My chin trembles, but I purse my lips. “Yeah. Different in a way that I kill people just to feel good.”

“…Okay.”

“What the fuck type of reaction is that?” I push him away because his touch is muddying my brain. “I told you I murder people for fun, and you just say okay?”

He lifts a shoulder. “If someone hurt someone I love, I’d kill, too.”

I let my upper lip lift in a snarl, my brain going the extra mile to make Marcus hate the shit out of me. “I don’t hurt them because they hurt people I love. I hurt them for me. For the rush. For the brief calm that follows. To feel fucking alive. You don’t find that disgusting?”

“Different strokes, fairy prince.”

“Stop pretending it’s normal.”

“Who said anything about normal? Neither of us is, and truly, I don’t give a fuck that you kill. Survive any way you can. That’s what’s important. If you have to paint the world red for it, so be it.”

My whole body is shivering now. “I doubt you’d say the same if I sliced someone’s throat before your eyes.”

“I’d probably find it hot if you killed for me.”

My lips part before I purse them again. “You really are sick.”

“Which is why we’re compatible, don’t you think?”

“What about you?”

“What about me?”

“Would you kill for me?”

“Yes.”

He says the word without hesitation, as if it’s a given.

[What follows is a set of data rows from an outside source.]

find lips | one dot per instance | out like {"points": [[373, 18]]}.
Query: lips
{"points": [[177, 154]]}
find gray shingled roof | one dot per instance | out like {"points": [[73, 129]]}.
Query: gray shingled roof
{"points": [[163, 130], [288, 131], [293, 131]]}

I blink. Something warm and horrifying tugs low in my chest.

Is that supposed to make my heart skip a beat?

Why is my heart skipping a fucking beat?

“And you, Preston?” Marcus grabs my jaw, yanking me toward him. “Would you live for me?”

“Stop joking around—”

“I’m not. I own you, remember? And since you’re mine, I’m telling you to live for me.”

I swallow thickly but don’t say anything.

I can’t.

My throat is so clogged with emotions, I feel like I’ll start wheezing.

“I’m going to need you to promise,” he says in a nonnegotiable tone.

“F-fine.” I bite my tongue and try to push him away, because why the fuck am I stuttering?

“Come here.” Marcus wraps an arm around me tighter, pulling me down with him, dragging me into the warmth of his chest.

I don’t argue, don’t fight, just let him place my head on his shoulder as his muscular arms envelop me.

This time, he’s hugging me from the front, his chin resting on the top of my head. “Sleep. I’ll be right here.”

Maybe it’s because I’m tired or just need to crash properly after days of insomnia, maybe it’s the feel of Marcus’s embrace or his smell or his breaths.

Maybe it’s everything.

But I slide my arms tightly around his middle, and for the first time in my life, I close my eyes, burrowing my head against someone’s heartbeat instead of my own demons.

This will end badly.

But just for now, I don’t give a fuck.